Человек опять был на краю площади и снова держал под мышкой сложенную газету. Не сходя с места, он приветствовал меня через дорогу улыбкой и сохранял ее, когда я остановился, когда шел к нему. Именно этого искал я с самого начала, после того как умер человек, который пять лет жил с Гертрудой, — быть свободным, неответственным перед другими, без усилий завоевать себя в подлинном одиночестве.
— Вы второй, — сказал человек. — Стало быть, вы Браузен.

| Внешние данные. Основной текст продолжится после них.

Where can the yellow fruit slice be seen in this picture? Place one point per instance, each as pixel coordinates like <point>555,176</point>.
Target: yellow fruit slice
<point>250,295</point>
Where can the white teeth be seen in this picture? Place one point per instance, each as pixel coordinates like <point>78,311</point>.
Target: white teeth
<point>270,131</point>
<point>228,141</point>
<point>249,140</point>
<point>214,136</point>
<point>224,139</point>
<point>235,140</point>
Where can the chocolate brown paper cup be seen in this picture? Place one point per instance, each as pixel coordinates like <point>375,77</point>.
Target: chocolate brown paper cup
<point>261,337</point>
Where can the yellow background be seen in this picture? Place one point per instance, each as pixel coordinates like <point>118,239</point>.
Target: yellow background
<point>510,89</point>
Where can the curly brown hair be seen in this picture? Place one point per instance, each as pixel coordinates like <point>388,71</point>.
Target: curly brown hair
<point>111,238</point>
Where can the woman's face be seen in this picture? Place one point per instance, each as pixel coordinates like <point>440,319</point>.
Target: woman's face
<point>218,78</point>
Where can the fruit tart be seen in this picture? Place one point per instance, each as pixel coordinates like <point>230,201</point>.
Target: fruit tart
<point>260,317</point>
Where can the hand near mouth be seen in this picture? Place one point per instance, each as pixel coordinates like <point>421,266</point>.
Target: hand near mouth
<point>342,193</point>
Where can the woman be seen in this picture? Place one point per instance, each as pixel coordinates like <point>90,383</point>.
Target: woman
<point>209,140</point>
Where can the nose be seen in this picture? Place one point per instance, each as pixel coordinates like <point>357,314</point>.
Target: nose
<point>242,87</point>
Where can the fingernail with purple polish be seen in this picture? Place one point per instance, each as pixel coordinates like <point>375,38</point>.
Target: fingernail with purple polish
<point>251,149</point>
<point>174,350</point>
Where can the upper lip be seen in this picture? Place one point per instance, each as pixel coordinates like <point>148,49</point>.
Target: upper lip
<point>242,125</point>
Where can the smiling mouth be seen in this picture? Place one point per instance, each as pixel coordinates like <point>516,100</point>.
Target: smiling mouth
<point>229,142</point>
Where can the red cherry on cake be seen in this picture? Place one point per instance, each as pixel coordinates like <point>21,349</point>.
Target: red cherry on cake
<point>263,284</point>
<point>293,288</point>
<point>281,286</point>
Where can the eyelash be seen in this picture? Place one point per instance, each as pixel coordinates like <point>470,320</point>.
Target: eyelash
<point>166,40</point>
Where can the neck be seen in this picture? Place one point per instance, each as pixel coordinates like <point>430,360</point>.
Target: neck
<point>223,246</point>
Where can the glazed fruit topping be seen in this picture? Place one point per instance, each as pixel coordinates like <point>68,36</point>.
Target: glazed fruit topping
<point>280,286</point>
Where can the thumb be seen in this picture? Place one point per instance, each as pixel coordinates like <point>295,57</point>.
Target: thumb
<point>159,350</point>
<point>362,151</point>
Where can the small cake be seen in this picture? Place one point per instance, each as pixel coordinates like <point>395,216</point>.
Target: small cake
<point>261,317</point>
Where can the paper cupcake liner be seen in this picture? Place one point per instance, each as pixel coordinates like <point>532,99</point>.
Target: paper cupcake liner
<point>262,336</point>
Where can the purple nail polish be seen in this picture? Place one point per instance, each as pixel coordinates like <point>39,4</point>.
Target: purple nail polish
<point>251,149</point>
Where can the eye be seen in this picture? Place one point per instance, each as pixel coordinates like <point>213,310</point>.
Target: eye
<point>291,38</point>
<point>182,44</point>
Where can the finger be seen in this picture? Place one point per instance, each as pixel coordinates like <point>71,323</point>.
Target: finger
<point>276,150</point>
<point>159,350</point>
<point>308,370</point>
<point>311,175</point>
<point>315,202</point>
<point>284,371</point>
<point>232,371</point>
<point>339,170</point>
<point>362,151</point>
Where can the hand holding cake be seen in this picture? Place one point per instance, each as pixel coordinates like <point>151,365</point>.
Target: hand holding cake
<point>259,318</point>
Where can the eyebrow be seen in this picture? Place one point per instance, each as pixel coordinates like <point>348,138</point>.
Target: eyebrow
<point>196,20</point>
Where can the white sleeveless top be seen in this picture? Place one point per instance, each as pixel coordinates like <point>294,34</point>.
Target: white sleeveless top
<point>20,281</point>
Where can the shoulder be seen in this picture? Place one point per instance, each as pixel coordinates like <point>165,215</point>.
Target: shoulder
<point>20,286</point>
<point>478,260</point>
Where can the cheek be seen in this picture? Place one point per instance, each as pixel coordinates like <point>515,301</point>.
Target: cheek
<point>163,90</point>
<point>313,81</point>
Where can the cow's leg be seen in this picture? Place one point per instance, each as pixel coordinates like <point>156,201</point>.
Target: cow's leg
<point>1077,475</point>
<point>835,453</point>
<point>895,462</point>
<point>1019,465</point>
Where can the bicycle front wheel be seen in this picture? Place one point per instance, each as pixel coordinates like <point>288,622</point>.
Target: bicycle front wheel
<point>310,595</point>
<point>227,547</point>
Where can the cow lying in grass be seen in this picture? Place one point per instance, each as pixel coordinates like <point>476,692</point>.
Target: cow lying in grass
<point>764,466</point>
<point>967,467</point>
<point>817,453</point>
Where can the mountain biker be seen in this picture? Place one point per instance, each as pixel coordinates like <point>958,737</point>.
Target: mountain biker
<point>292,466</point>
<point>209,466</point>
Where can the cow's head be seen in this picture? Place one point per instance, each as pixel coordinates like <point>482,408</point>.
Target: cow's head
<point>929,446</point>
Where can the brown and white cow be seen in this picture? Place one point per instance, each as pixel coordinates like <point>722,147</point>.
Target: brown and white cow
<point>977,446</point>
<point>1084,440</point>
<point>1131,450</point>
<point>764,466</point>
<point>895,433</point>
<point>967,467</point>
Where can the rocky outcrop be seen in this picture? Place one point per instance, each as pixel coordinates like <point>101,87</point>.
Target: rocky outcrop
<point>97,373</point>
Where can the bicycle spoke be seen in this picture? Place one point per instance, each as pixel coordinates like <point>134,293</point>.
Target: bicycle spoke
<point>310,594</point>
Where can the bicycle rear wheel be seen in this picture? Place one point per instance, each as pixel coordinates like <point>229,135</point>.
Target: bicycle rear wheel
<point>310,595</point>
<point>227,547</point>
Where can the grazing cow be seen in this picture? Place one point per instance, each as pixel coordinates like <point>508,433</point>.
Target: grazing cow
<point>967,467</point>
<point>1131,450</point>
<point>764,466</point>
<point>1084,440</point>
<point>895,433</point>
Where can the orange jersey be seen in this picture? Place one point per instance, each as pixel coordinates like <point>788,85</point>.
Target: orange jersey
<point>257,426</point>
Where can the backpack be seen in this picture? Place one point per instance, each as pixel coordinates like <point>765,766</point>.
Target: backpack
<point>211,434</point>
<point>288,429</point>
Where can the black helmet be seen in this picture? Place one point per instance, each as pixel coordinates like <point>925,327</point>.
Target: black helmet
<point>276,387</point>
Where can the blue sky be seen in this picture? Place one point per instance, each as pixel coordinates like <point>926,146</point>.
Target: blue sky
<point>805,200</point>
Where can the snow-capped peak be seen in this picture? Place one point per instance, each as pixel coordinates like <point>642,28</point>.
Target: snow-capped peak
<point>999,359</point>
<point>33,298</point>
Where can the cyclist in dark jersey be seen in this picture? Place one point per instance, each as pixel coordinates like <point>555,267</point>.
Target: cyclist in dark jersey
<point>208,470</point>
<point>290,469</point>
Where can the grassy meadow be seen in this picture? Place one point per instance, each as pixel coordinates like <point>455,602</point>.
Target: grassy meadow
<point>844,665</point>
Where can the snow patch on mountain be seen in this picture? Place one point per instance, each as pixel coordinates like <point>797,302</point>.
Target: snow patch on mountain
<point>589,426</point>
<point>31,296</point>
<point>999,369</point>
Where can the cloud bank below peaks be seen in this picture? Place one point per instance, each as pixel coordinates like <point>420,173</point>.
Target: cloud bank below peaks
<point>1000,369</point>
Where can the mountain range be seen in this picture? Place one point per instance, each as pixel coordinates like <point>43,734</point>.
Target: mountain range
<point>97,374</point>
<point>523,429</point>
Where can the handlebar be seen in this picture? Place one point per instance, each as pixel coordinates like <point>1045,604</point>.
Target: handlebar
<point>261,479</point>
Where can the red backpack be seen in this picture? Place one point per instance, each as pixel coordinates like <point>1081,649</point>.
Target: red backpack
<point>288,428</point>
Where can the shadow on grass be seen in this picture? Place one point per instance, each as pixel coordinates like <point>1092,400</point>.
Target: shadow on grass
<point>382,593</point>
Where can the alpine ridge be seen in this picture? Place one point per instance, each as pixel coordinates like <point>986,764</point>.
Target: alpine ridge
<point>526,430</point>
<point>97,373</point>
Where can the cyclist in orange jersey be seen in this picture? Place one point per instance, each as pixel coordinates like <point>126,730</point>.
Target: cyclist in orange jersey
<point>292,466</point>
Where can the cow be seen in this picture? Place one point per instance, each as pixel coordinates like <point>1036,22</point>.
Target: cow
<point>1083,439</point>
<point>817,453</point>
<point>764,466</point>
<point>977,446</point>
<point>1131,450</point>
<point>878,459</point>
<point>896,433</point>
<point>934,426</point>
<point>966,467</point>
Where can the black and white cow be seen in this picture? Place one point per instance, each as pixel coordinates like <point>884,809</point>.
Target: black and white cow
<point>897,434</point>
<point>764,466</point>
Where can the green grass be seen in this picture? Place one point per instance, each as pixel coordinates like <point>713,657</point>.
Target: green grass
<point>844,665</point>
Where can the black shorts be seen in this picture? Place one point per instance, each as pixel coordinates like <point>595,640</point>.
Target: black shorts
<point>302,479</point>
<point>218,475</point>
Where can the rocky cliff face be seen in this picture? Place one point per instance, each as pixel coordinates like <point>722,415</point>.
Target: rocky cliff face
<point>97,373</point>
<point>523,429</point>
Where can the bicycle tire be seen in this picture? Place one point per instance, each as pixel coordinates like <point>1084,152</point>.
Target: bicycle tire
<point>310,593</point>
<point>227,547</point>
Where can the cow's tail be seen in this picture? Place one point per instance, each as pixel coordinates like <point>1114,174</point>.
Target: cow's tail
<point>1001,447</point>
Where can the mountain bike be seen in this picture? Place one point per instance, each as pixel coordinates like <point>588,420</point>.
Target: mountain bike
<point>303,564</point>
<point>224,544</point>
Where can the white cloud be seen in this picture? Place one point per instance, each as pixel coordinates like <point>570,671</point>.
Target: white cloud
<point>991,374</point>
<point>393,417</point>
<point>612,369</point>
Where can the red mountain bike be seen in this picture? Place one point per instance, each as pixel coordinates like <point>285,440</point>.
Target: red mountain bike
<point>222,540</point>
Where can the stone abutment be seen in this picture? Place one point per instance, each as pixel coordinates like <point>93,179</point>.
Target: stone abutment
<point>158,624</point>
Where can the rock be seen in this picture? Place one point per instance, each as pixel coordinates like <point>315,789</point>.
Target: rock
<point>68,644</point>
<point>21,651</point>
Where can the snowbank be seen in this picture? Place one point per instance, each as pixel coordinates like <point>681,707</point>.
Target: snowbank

Эрнесто на скамейке между двумя мужчинами болтал ногой с таким ленивым и скучающим видом, как будто сидел не под дождем, а в укрытии и оттуда смотрел на дождь, ожидая, когда распогодится. Я узнал голос того, кто говорил со мной и следил за мной взглядом, — он звучал вчера вечером у занавеса отдельного кабинета, обращаясь к накрашенной женщине, евшей виноград, к белокурому мальчику, вступающему в жизнь, к орлиному профилю побежденного, бегущего толстяка. Сбоку от улыбающегося человека появился Эрнесто, он таращил глаза, ловя мой взгляд, но я не смотрел на него; сидевшие на скамейке поднялись, но не приближались.